In addition to tea, the family’s another business is honey. This business has not been easy, either. The first 40 honeybee families, which Nikolay brought in the first years, could not survive the harsh Yakut winters. But the man did not give in, he bought another 80 families. Now he owns about 100 bee families. "It’s a matter of natural selection," he explained to us.

Honey harvesting continues for six weeks. From one family they have about 25 kilos, but some families, the so-called super families, have given more than 96 kilograms.

Most beekeepers in Yakutia do not have sufficient skills, Nikolay said, and that is why many of them may lose up to 80-90% of honeybees over one winter. "We want to teach the locals beekeeping. <…> Then, in 10-15 years we will be able to announce new specie - the Yakut population of mid-Russian honeybee," he added.

In order to make this dream come true, Yakutia must have a breeding reproducer, and then a breeding plant with a capacity of 1,500 purebred bees per year. To do so, the family has already consulted the Bashkir Scientific Research Center for Beekeeping and Apitherapy. Investment in such a reproducer would be about 15 million rubles ($188,000), Nikolay said. He has presented this project to the local authorities.

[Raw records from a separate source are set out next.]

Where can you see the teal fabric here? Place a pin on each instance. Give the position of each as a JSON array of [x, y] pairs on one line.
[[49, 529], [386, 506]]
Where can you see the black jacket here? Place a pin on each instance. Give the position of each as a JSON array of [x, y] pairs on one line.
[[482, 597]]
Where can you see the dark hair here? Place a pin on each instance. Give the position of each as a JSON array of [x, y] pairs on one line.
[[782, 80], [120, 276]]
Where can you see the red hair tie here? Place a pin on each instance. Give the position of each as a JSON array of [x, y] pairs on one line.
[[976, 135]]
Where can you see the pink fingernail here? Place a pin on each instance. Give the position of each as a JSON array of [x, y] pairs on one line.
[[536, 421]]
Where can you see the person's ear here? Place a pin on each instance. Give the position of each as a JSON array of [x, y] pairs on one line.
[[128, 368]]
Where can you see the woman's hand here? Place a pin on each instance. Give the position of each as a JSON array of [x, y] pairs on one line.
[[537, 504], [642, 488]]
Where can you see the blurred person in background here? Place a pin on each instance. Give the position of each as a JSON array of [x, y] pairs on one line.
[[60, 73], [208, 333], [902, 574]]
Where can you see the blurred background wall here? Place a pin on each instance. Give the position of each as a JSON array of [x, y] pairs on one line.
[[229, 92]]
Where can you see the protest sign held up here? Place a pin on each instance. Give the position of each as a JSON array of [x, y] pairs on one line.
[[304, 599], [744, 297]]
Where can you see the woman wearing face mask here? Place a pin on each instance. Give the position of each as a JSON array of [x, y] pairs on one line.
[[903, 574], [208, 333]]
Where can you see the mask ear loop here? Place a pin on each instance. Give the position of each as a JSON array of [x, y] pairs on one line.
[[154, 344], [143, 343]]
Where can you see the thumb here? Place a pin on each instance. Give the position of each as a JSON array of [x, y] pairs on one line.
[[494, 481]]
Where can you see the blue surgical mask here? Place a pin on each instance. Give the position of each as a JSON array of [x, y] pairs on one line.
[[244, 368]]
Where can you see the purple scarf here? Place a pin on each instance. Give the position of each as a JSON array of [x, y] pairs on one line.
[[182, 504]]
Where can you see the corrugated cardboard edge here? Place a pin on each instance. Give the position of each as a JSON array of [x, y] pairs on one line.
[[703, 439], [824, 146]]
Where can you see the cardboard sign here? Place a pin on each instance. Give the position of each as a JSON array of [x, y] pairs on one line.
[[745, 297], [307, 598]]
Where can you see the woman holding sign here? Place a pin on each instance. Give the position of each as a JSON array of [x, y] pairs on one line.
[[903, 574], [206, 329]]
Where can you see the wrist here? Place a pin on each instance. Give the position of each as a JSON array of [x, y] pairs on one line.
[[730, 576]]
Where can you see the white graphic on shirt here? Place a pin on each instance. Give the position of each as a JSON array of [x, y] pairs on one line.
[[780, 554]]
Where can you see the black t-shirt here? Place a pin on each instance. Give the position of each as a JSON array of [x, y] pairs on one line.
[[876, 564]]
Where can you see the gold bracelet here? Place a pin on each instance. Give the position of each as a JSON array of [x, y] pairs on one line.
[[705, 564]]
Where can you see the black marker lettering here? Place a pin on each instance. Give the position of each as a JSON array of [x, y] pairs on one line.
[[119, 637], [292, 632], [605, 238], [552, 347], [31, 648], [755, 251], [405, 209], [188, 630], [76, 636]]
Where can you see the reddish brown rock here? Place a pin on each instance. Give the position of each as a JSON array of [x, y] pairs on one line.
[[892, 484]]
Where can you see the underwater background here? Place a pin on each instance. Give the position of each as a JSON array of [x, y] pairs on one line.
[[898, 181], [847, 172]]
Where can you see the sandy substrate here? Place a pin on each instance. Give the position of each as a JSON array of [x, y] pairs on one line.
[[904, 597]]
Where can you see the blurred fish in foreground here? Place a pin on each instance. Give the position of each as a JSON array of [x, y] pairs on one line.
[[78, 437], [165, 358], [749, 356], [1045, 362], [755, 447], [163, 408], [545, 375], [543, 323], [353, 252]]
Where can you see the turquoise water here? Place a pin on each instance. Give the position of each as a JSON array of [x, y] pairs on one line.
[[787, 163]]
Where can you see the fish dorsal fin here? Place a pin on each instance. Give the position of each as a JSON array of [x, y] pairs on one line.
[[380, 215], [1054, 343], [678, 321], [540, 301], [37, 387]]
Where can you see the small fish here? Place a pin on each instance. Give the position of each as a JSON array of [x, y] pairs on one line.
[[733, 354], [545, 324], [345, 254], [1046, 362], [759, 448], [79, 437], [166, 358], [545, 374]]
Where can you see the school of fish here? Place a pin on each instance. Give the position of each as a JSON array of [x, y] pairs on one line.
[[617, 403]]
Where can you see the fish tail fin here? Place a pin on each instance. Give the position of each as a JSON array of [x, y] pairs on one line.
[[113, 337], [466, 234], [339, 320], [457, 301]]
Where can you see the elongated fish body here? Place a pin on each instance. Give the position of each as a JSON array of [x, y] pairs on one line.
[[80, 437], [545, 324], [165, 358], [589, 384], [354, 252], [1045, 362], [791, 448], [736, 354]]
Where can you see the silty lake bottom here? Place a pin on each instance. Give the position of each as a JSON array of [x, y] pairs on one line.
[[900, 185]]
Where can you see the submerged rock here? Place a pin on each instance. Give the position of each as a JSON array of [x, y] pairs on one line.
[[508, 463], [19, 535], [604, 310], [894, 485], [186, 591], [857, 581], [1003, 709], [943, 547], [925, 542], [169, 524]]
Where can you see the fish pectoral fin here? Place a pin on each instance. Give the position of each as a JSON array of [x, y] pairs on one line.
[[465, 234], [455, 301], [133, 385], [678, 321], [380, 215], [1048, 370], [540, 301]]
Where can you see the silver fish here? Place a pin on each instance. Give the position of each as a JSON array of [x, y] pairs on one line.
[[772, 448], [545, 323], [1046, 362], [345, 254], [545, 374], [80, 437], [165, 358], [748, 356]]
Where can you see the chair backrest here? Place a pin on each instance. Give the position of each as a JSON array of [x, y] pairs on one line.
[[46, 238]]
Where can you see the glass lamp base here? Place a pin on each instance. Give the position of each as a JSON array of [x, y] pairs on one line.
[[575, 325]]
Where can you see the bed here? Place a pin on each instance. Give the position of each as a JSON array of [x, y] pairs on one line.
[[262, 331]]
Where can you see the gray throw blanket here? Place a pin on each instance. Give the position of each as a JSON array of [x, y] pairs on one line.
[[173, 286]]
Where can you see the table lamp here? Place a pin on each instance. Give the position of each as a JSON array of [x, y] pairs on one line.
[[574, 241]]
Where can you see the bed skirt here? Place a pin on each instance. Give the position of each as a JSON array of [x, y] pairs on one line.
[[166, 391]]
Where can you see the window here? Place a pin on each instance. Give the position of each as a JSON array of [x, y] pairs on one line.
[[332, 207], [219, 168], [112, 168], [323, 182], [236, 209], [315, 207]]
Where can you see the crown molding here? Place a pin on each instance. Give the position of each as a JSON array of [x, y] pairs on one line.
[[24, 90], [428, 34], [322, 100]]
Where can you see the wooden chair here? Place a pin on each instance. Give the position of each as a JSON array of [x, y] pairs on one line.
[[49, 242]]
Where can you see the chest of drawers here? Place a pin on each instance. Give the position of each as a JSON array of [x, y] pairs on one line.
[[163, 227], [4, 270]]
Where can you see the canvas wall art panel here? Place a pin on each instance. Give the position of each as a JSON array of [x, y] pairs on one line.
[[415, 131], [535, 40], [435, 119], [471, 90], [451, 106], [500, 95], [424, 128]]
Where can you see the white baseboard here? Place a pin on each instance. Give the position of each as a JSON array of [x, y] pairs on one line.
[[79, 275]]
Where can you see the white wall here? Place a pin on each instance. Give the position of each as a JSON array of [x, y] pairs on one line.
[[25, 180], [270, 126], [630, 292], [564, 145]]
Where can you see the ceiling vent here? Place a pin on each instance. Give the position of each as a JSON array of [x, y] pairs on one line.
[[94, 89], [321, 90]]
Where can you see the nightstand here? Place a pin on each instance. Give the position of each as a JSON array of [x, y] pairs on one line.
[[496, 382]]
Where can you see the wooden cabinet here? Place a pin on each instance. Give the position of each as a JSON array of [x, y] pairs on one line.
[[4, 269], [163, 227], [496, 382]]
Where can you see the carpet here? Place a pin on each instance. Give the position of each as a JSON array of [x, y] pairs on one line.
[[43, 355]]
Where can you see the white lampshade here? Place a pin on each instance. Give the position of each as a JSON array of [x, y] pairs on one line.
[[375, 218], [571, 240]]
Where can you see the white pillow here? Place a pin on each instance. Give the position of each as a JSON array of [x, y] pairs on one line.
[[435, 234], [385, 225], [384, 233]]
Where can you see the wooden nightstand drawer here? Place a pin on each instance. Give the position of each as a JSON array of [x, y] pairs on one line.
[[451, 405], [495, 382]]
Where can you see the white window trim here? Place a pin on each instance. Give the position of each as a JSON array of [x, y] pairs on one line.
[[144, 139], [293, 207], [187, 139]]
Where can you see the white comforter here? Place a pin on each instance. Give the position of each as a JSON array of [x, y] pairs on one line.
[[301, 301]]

"Our mission is to teach people to do the agricultural work which is not traditional for Yakutia, but at the same time which could be economically sustainable. We are working on the sectors, which are absolutely new to the Yakut economy. Yakutia is well known for diamonds and natural resources, but life changes, new technologies come to life, new forms of doing business. I believe, it’s time to work in creative, ecology-friendly sectors, which will replace the economy of raw materials," Nikolay concluded.